You notice things, after a while in the text. More subtlety than is normally noticed. Different angles on on the creative act: "And God said...and the earth yielded, and the seas swarmed....and it was so...and God saw." Information, means, after the fact reflection....a much more subtle thing going on.

Worldviews shift, and we take the old lenses off, or they are taken off for us, and we get disoriented, and then over time, re-focus....

ken wilson

Ritergal said...

Every word of your synopsis of Margaret Silf's interpretation resonates. Thanks for bringing her to our attention!

Richard said...

As an old Catholic I find it interesting to see the simplicity of "Jesus and the New Story". It does, in a way, help me deal with how I wonder about Jesus (The Christ) and the Holy Spirit and just how it will all exist in eternity - when, after hundreds of billions of years, we who began experiencing creation on this planet, go on forever making this life seem at once so utterly small but also so real. As real as anything else in creation.

John Kotre said...

Commenting on "Anonymous" (Ken) above . . . . Here is a meditative technique for allowing new wine to soak into old symbols.
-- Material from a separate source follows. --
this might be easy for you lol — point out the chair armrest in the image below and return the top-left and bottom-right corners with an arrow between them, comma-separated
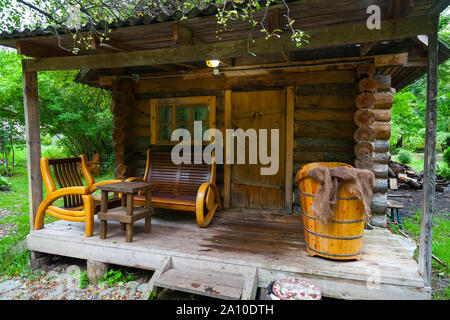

Suspend judgment, abandon critical interpretation, allow the words to do their thing, let the story be a story. Something very subtle will happen, Ken says. You'll begin to notice things. You'll be able to refocus.

I would add that, while the words of the story are going IN to you, your thoughts will be going OUT. They'll be pouring into the story, even though it won't feel that way. It will feel like you're FINDING fresh meaning, but in actuality you'll be bringing it--and enriching the story, and the tradition, in the process.